Not switching off the psu, but simply doing a shutdown from windows or manually killing it with the power button on the case, not the psu switch (although, I did unplug the psu power when changing out the RAM). In this case, would you still suspect something like the mobo? I'm really hoping it's not a bad DIMM slot or something, because replacing the mobo is the worst of all. :(
 

thephatp

Distinguished
Jul 6, 2007
52
0
18,630


I'm not really sure where to look for this info. On the "PC Health Status" screen, I see the following in relation to voltage:

Vcore 1.332V
DDR18V 1.888V
+3.3V 3.328V
+12V 12.048V



In the MB Intelligent Tweaker (MIT) screen, I see the following:

DRAM Timing Selectable (SPD)" [Auto]
******** Standard Timing Control ********
x CAS Latency Time 5 4
x DRAM RAS# to CAS# Delay 5 4
x DRAM RAS# Precharge 5 4
x Precharge delay(tRAS) 18 12
******** Advanced Timing Control ********
x ACT to ACT Delay(tRRD) 3 Auto
x Rank Write To READ Delay 3 Auto
x Write to Precharge Delay 6 Auto
Refresh to ACT Delay 52 0
x Read to Precharge Delay 3 Auto
x Static tRead Value 6 Auto
xStatic tRead Phase Adjust 1 Auto
******** System Voltage Optimized ********
System Voltage Control [Manual]
DDR2 OverVoltage Control [Normal]
PCI-E OverVoltage Control [Normal]
FSB OverVoltage Control [Normal]
(G)MCH OverVoltage Control [Normal]
CPU Voltage Control [Normal]
Normal CPU Vcore 1.35000V



I've tried setting the DDR2 OverVoltageControl setting to something higher than the default (only options are +0.1V, +0.2V, ... , +0.7V -- haven't tested yet). However, even when I change the "DDR2 Overvoltage Control" to be +0.1, but I can't step any more than just by 0.1 up to 0.7 differences. I'm not really sure where to go from here, how to find out what my RAM voltage really is, etc. Any suggestions on how to view actual voltage for RAM and other basic hardware needs. I also don't lke only being able to step (.1, .2, .3, etc. to .7) in the single digits but.

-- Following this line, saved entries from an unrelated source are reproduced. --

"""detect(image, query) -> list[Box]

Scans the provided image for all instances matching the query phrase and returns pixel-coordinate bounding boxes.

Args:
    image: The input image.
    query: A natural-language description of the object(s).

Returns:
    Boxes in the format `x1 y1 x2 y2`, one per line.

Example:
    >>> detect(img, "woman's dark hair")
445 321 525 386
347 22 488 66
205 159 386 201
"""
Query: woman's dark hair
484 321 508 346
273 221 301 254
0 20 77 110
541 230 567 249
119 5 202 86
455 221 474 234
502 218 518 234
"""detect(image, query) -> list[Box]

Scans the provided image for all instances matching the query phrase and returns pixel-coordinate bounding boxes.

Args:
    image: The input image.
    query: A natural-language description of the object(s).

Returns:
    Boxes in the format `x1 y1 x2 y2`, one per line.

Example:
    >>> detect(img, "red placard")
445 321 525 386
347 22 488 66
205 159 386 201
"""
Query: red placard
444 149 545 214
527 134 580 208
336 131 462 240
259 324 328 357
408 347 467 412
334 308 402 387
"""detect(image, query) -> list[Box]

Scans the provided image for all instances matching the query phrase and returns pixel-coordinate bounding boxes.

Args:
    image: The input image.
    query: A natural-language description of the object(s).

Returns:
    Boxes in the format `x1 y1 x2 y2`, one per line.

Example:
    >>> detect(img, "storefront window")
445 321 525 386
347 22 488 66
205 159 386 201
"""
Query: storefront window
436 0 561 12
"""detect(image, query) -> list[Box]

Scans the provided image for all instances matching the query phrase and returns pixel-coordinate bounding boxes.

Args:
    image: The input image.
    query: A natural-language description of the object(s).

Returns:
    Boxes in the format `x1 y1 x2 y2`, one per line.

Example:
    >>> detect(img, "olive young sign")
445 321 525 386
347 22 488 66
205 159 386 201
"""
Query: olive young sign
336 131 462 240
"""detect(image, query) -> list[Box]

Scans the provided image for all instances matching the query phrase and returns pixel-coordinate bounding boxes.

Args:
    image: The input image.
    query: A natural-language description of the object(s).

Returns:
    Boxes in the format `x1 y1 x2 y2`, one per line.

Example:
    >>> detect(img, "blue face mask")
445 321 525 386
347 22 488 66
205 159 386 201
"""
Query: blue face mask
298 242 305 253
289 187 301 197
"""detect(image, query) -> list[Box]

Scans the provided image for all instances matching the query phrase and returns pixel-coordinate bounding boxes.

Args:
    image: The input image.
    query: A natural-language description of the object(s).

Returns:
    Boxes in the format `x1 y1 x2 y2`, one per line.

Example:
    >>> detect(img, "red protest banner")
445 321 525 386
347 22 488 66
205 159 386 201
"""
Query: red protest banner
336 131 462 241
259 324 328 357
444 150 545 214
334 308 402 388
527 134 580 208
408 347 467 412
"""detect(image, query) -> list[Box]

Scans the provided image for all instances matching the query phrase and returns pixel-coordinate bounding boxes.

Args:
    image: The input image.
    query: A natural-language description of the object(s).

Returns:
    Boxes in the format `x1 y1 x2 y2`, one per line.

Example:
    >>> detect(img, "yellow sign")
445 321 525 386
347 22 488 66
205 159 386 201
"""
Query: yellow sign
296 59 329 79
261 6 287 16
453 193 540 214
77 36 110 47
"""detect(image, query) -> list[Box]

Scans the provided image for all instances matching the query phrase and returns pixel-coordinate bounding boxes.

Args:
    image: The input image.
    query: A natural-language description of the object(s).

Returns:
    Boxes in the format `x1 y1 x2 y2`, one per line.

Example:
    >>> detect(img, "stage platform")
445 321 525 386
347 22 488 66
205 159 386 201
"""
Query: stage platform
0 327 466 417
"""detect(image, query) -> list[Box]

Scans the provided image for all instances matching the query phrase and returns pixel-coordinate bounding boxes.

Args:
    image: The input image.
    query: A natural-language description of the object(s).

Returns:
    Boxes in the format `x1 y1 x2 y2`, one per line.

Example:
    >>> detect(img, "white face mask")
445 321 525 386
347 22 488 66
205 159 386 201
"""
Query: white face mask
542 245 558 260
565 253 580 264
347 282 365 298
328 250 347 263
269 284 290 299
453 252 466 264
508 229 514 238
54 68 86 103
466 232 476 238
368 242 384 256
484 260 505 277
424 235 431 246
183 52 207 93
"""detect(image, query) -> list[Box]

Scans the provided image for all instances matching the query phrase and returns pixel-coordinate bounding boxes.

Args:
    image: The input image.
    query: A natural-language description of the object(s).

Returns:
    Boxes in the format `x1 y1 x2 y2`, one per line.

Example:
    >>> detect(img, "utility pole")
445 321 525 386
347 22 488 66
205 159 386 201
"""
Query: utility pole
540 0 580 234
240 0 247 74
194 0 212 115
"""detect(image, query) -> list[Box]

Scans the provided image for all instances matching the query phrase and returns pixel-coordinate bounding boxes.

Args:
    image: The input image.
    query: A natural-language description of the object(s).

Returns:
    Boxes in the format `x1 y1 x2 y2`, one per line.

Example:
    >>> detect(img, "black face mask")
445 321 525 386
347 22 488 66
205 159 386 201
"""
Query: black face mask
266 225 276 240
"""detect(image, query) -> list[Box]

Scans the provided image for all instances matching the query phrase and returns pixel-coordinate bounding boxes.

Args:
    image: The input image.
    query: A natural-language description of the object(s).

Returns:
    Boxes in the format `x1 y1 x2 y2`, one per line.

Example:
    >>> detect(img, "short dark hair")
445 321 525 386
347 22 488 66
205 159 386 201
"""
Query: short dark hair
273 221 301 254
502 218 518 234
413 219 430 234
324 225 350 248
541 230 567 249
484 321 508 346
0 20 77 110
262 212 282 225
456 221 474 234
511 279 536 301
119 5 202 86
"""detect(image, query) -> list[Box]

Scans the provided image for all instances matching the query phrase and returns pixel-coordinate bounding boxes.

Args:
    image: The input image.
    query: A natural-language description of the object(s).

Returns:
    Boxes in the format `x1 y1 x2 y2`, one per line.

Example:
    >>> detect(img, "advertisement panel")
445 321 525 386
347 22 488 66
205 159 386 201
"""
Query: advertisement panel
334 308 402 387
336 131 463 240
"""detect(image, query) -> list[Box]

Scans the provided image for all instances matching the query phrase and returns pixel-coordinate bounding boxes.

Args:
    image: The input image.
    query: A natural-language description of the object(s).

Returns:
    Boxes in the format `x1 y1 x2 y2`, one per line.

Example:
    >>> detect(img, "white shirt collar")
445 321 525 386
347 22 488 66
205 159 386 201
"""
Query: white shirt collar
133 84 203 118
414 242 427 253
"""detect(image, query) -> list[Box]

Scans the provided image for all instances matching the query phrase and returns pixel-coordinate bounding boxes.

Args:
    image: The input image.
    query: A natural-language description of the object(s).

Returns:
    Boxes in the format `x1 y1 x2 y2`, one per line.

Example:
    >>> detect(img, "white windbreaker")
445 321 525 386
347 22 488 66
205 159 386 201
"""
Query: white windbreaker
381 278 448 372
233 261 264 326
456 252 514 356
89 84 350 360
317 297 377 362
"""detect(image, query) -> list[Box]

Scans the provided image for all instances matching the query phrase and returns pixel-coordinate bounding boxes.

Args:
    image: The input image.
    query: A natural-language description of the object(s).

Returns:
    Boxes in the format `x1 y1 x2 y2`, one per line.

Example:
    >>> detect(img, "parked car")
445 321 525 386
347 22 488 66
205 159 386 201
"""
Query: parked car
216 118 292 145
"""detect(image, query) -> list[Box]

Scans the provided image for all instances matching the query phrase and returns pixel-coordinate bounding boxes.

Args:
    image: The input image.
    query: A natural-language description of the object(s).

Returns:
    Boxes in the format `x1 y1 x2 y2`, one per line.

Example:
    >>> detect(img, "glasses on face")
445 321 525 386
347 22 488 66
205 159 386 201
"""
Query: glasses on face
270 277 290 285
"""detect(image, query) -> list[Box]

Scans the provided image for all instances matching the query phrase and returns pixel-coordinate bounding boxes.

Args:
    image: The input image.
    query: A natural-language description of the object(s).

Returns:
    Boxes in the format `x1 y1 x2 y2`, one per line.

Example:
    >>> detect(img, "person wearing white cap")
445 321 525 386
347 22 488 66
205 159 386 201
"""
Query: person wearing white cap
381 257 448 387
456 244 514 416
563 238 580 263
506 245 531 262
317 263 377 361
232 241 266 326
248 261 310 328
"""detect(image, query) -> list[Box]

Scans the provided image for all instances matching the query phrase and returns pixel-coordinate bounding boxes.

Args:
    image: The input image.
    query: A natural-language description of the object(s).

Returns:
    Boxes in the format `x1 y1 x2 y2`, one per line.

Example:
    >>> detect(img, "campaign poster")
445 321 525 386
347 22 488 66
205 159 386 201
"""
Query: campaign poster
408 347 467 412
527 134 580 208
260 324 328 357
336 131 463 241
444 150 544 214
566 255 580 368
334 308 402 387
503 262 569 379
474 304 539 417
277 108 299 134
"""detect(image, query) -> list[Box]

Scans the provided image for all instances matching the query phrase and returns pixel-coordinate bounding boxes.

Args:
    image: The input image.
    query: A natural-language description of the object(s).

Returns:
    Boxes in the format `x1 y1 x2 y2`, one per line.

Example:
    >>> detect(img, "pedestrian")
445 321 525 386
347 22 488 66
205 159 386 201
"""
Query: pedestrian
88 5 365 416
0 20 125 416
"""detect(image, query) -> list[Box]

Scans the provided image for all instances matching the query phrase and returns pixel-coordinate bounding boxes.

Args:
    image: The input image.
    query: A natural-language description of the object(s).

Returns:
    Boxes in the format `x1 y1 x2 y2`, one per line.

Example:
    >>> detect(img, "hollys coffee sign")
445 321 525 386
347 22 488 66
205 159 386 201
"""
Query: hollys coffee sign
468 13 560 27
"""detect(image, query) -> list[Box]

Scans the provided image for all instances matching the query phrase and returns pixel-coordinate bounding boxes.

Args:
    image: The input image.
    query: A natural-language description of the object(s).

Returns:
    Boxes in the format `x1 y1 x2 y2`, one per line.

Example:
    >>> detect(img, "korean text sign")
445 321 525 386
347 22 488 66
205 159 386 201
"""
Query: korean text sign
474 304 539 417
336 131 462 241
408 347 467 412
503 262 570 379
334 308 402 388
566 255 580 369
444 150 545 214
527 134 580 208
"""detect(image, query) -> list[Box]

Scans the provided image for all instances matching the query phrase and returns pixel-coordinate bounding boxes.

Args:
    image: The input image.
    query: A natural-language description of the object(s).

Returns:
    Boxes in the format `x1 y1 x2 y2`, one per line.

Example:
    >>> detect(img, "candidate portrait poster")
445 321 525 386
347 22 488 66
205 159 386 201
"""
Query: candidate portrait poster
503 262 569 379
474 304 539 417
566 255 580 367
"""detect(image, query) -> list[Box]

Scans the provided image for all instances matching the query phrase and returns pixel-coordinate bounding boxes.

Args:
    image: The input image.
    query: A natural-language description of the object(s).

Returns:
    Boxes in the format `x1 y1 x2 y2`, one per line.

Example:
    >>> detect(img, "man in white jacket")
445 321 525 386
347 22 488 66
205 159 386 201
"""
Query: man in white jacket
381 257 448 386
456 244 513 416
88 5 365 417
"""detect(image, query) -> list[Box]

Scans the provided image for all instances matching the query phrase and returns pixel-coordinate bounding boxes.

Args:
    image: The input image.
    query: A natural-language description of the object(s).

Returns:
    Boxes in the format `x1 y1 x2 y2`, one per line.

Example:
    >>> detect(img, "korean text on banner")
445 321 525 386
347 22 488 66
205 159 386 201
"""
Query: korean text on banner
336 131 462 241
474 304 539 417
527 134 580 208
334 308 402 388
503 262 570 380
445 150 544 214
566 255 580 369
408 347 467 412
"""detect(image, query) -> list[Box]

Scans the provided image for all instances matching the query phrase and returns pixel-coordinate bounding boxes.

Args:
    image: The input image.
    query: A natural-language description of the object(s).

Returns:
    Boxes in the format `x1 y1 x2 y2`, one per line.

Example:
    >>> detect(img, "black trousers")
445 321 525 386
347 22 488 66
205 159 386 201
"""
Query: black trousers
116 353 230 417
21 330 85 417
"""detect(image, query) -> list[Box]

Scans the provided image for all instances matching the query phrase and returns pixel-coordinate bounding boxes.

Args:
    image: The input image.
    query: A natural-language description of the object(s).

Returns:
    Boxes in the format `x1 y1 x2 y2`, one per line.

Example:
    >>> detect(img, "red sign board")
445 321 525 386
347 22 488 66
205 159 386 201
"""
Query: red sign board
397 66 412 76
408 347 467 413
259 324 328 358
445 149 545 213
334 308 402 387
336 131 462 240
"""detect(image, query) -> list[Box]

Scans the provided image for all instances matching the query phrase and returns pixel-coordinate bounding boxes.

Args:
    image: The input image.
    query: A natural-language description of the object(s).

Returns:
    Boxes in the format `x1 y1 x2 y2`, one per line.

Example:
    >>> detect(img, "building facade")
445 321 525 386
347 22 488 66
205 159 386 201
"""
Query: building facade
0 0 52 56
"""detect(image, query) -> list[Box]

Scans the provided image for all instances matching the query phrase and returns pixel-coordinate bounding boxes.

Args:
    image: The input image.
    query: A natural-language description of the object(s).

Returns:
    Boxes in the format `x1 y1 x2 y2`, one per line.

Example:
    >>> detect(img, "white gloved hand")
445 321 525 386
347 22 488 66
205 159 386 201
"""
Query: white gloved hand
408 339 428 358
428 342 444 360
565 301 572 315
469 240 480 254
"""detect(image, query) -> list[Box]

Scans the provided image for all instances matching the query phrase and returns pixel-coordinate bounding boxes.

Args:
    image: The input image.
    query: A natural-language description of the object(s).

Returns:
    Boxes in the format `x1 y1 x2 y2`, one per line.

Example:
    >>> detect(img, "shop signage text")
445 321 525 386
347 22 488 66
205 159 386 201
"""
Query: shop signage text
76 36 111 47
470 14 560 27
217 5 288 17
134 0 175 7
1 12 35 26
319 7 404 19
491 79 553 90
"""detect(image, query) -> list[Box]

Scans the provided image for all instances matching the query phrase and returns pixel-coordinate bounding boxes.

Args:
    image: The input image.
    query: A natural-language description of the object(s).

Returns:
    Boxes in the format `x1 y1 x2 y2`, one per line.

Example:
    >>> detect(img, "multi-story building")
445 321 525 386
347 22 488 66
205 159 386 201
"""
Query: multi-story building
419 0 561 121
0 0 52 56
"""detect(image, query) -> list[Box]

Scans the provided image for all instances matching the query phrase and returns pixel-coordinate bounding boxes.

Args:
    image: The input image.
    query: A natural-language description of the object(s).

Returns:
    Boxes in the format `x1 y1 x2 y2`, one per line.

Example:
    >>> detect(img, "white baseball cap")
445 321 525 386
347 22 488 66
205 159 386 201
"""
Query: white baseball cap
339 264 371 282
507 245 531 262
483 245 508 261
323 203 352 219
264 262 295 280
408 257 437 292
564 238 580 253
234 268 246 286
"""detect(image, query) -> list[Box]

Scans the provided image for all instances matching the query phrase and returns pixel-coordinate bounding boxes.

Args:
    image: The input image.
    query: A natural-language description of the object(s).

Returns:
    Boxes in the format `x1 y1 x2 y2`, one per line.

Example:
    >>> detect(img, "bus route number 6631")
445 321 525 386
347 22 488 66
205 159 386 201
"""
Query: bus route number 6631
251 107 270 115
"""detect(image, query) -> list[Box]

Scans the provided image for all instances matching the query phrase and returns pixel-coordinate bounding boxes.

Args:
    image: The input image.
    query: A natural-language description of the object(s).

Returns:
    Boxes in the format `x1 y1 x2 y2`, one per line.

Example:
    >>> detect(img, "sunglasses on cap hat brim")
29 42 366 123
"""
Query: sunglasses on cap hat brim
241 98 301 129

Again, I'm not sure where to go from here. Any quidance?
 

Ed-B

Distinguished
Dec 28, 2006
24
0
18,510
I have had similar problems and traced it back to Windows Updates, I deleted the latest updates and now everything is OK. I think Microsoft is trying to sabatage XP users into buying Vista.
Ed
 

vegeta

Distinguished
Nov 23, 2007
6
0
18,510
Mate, i have had a similar problem to you, and i have put it down to RAM temperature. I have 2x1gb OCZ and 2x1gb geil, and after awhile of use felt the top of the ram and it is seriously HOTTTT. i purchased a ram cooler made by OCZ but haven't had a chance to use it proper since i did a bios flash and routed my p5b-deluxe :-|
If i increased the voltage up from 1.8v to past 1.9v it would error quicker as it was producing more heat. if i had each stick in separately then they would work fine. put them all back in and they would error after awhile. they SEEMED to work fine at the speed of 266mhz which is inline with my fsb of the CPU (e6400) but 333mhz which is what the ram is rated at would error.
it isn't anything to do with your OS or updates/patches as when your running memtest from the cd its separate from your OS ;-) if i were you i would try the ram at the slowest speed (333mhz) and relax the timings rite down to 5-5-5-15 with 1.8v and tester-out. if you have probs, just try 2 sticks, or getting a nice strong fan in there aiming RITE at your ram. but trying 2 sticks first is the easiest way as that'll keep them ALOT cooler. like i said, mine seriously woulda almost been catchin on fire. freakin HOTTTTTTTT
if anyone no's what the safe temp of ram is that'd be good to no! :p
let me know how you go lad! im still waitin on me new mobo to start testing and finding how things go for me with this new ram cooler.